The point taken, by a motion in arrest, against the validity of the officer’s return on the warrant in this case, is, that the return does not with sufficient certainty indicate that the liquors declared against in the complaint and warrant, are the same liquors which wore seized. The officer commences the return by saying: “By virtue of the within warrant I have seized the following described liquors,” then describing them particularly. It is contended that, while the two descriptions of liquors, that in the warrant and that in the return, may appear alike, the officer does not say in the return that they are the same.
But the officer does say that the liquors were seized by virtue of his warrant and that is equivalent to saying they are the same; for, otherwise, the seizure would have been made in defiance of his warrant rather than in pursuance of it. The return clearly imports, if it does not expressly declare, identity. The mandate is obeyed. The decisions uphold such a return as a substantial and sufficient compliance with the duty commanded.

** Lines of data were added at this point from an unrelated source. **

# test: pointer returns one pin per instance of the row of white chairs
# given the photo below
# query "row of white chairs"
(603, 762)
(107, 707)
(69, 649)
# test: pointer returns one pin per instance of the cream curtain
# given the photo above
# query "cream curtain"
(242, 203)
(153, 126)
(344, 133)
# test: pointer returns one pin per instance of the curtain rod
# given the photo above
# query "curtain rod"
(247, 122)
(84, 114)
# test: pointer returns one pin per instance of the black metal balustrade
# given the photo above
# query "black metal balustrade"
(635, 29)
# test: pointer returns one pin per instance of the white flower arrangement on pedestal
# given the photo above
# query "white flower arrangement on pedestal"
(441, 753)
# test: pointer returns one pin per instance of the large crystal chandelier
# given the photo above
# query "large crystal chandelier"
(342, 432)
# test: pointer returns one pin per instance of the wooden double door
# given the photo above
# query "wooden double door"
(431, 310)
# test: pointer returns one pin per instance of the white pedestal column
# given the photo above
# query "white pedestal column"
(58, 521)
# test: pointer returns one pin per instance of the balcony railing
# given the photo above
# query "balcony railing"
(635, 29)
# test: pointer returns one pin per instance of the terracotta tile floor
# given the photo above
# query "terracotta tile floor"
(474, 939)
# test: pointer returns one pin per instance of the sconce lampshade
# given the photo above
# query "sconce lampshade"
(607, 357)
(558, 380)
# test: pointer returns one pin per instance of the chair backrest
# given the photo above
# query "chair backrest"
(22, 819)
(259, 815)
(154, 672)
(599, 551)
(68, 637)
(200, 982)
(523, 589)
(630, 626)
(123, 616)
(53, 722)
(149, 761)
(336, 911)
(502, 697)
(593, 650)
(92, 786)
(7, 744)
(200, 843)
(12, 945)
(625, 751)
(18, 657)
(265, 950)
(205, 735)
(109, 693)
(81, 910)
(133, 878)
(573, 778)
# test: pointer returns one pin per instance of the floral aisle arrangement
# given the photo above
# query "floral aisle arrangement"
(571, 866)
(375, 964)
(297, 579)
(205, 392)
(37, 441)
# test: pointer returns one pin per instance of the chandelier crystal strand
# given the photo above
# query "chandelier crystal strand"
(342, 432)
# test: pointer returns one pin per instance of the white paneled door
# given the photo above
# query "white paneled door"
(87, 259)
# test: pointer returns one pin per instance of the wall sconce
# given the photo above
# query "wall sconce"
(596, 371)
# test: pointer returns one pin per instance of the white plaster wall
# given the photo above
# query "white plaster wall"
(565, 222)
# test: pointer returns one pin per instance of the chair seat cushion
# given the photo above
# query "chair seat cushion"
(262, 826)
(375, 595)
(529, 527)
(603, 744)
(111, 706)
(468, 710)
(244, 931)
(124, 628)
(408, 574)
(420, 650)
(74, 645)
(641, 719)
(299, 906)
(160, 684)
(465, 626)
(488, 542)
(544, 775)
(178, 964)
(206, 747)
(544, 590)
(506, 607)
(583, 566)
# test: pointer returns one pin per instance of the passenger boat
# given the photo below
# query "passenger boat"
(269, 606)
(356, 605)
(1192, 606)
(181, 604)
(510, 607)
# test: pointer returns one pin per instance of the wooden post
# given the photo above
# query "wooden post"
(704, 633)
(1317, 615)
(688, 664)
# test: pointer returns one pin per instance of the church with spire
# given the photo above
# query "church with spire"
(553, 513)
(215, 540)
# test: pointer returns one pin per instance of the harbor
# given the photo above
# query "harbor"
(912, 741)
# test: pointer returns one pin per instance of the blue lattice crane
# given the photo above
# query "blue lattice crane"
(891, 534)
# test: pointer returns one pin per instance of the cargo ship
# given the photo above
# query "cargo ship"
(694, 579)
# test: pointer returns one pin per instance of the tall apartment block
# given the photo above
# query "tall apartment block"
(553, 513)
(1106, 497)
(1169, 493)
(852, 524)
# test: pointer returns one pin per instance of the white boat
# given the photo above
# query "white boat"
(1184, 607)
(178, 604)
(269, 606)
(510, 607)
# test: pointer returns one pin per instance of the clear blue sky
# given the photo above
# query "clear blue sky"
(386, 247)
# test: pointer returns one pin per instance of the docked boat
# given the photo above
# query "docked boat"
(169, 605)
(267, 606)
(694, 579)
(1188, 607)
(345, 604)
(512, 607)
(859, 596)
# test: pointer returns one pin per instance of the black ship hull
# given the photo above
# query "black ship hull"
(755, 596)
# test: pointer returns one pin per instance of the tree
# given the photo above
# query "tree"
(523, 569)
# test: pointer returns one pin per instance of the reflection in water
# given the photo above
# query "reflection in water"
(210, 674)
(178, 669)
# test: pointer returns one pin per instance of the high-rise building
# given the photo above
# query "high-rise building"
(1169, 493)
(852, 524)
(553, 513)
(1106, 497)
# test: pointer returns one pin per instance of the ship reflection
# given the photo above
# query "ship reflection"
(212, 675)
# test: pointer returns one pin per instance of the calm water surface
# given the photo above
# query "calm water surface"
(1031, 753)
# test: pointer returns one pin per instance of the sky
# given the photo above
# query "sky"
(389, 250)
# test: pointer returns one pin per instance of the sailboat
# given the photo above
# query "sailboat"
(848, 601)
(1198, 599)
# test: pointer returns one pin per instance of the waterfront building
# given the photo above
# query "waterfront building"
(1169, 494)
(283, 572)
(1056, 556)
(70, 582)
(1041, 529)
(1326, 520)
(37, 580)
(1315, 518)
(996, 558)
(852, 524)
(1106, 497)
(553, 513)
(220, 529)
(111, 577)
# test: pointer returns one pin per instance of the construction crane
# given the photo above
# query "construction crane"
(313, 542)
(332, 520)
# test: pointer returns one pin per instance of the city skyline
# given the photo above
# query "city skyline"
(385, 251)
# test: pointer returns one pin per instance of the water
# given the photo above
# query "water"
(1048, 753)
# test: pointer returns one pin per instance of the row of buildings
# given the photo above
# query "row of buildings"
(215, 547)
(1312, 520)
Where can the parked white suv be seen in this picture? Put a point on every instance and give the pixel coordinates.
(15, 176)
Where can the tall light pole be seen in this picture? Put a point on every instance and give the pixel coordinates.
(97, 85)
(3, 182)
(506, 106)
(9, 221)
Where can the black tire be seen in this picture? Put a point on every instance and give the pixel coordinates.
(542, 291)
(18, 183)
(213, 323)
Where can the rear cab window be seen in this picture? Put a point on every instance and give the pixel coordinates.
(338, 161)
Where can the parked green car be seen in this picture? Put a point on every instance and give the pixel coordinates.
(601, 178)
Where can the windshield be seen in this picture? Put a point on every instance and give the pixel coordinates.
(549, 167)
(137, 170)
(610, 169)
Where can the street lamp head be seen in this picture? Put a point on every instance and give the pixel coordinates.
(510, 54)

The authority for such form of return dates back as far as the year book 1 Hen. VI, 6, where upon a scire facias the return was, “scire feci A. B.,” without adding the words “within named;” but because it was said, “by virtue of this precept as directed,” the return was adjudged good. See Wilson v. Lane, 2 Salk. 589, where this case is quoted and approved. The precise question that arises in the case before us was elaborately argued and fully considered in Stone v. Dana, 5 Met. 98, 107, and just such a return was sustained in that case. Other Massachusetts cases are pertinent to the question. Com. v. Intoxicating Liquors, 4 Allen, at p. 600. Same v. Same, 6 Allen, 600.
Exceptions overruled*
Walton, Danforth, Virgin, Libbey and Haskell, BT.» concurred.